Favorite Parts of the Book
Here are a few of my favorite sections:
Chapter 2 on how the perimeter is dead in cybersecurity. Also, the examples of sextortion and insider threats listed at the end of chapter 2. List of people who paid ransoms is being shared on the dark web. This section includes this excerpt:
“Nghia Hoang Pho of Ellicot City, Maryland, worked at the Tailored Access Operations unit within the NSA. Pho claimed during his trial that he was taking files home to “Work after hours and earn a promotion” but still he was able to steal (albeit unintentionally, he claims) the highly protected files because of the access and trust within the network that he was provided.
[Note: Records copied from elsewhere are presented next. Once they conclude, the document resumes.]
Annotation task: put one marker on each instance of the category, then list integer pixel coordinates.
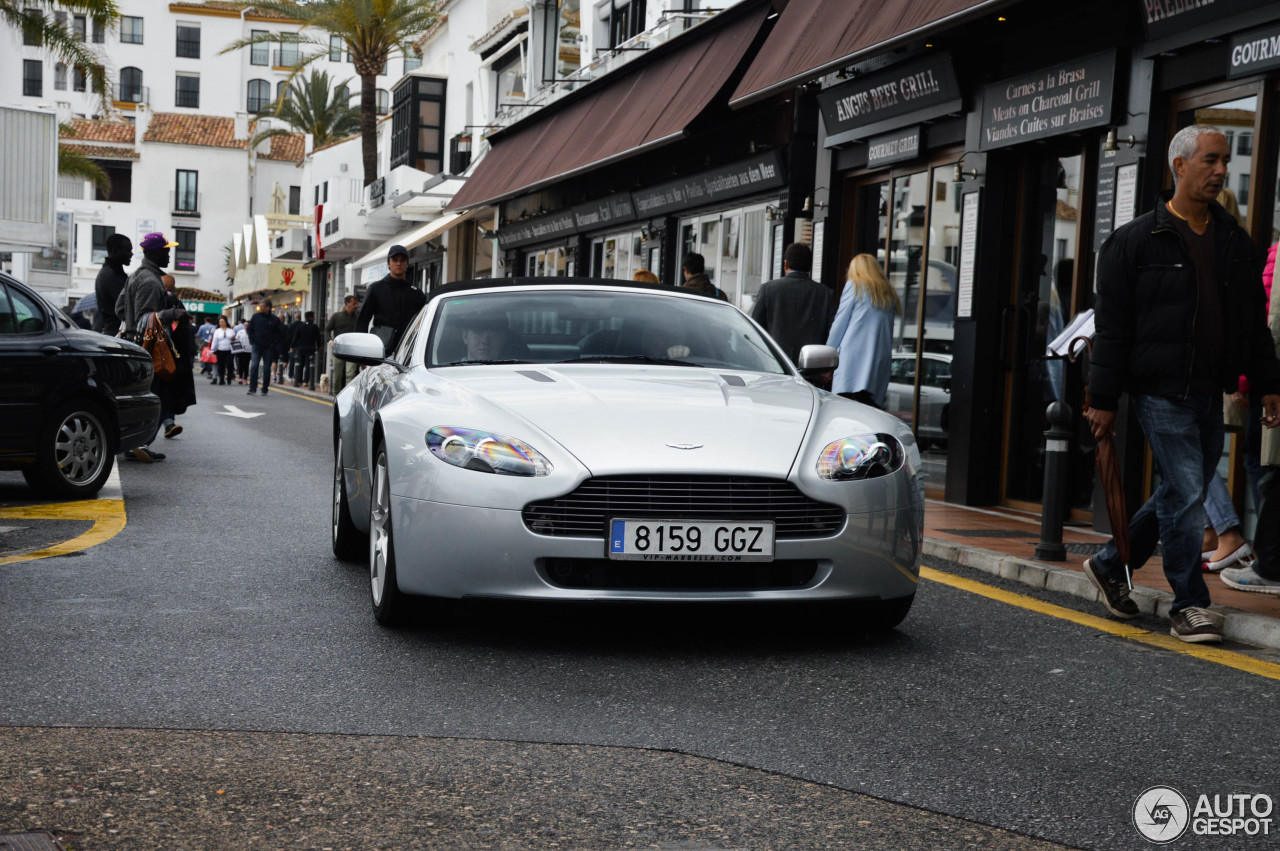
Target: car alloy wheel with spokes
(389, 604)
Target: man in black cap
(110, 283)
(392, 302)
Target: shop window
(562, 27)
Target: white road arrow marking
(232, 411)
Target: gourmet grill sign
(1063, 99)
(908, 92)
(1255, 51)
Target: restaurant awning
(636, 108)
(813, 37)
(410, 239)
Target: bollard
(1054, 508)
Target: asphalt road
(211, 678)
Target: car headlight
(487, 452)
(864, 456)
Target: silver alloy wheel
(337, 492)
(379, 529)
(81, 448)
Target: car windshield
(557, 326)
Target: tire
(391, 607)
(74, 452)
(886, 614)
(348, 543)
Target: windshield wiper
(627, 358)
(480, 362)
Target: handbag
(155, 341)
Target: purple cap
(154, 241)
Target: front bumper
(462, 550)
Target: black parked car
(69, 399)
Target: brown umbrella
(1109, 474)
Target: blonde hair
(868, 279)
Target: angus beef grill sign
(1061, 99)
(913, 91)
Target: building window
(187, 91)
(188, 41)
(260, 53)
(131, 86)
(122, 182)
(259, 95)
(32, 77)
(562, 54)
(31, 32)
(131, 30)
(184, 255)
(99, 248)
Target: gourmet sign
(1063, 99)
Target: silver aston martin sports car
(574, 439)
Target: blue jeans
(1185, 439)
(266, 357)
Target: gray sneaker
(1246, 579)
(1115, 594)
(1194, 625)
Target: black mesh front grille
(586, 511)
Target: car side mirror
(365, 349)
(818, 365)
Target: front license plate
(653, 540)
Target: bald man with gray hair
(1179, 316)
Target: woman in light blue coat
(863, 333)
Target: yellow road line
(301, 396)
(108, 516)
(1206, 653)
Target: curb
(1239, 626)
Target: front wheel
(389, 604)
(347, 540)
(73, 457)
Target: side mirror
(818, 365)
(365, 349)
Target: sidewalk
(1002, 541)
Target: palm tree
(74, 164)
(314, 106)
(371, 31)
(36, 19)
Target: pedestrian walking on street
(343, 321)
(1184, 266)
(222, 343)
(265, 337)
(863, 333)
(142, 296)
(795, 309)
(110, 283)
(392, 302)
(305, 342)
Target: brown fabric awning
(816, 36)
(635, 109)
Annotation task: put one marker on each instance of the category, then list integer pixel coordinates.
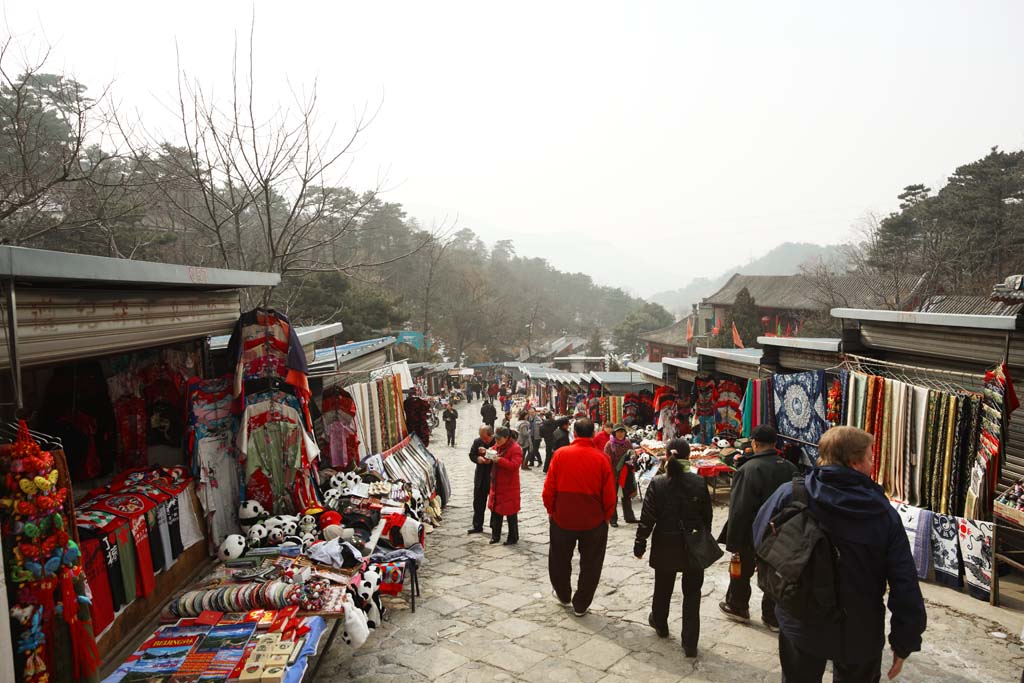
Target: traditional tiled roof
(804, 293)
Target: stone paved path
(486, 613)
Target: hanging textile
(800, 408)
(976, 549)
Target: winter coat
(580, 491)
(505, 480)
(559, 438)
(758, 477)
(873, 551)
(670, 508)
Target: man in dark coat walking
(758, 477)
(488, 413)
(481, 477)
(559, 438)
(873, 552)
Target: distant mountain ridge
(782, 260)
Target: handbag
(702, 547)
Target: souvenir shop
(139, 455)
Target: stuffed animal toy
(368, 590)
(250, 512)
(231, 548)
(257, 535)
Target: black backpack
(798, 563)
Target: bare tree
(58, 176)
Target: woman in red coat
(504, 500)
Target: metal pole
(15, 366)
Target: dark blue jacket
(873, 551)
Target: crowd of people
(824, 600)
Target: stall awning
(59, 326)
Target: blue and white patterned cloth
(800, 408)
It is thought that his home computer was the likely exfiltration point for the Shadow Brokers leaks of the NSA-level tools.”
The discussion of #Hashtag or ammunition in Chapter 4.
Chapter 5 on DeepFakes. In a section on page 127 on ReadFakes, the author describes how easy it is to learn and imitate Shakespeare to become Fakespeare. He writes: “Using scale and speed, the malicious actor could then work to generate very realistic text that mimics an author for a variety of potentially negative outputs. Fake blogs, reports, papers, or literally any other variance of text could be generated. Some even in real time, that could then be posted to try and manipulate an opinion or a user’s position on a topic.”
I also like Chapter 7 on strategic planning for future cyberwarfare. He makes that point that the environment determines what works, not the equipment. He also defines what an effective strategy looks like.
In Chapter 10, he covers “5 Laws of Cyberwarfare.” These include:
“Law 1” — Default means dead
“Law 2” — Think strategically, move tactically
“Law 3” — Details, details
“Law 4” — Kill the password
“Law 5” — Limit the blast radius
In the first case, Cunningham gives examples of how easy it is to hack computer systems with default settings. He provides diagrams and screens shots showing the results obtained in under five minutes.
Overall Book Review: 4.5 Stars
I like this book for many reasons, and it is not a difficult read for technology and security pros. At 309 pages, including the index, it is much thinner and less comprehensive (and less intimidating) than Cybersecurity — Attack and Defense Strategies, which I reviewed back in April from the same publisher.
Nevertheless, the practical stories and overall coverage of the cyberwarfare topic make this an excellent choice that you will get through much faster and for less money. You will also learn a lot.
If you are looking to get a deeper and wider understanding of what’s happening in the Internet world today regarding global cyberattacks. I would buy and read one of these two books.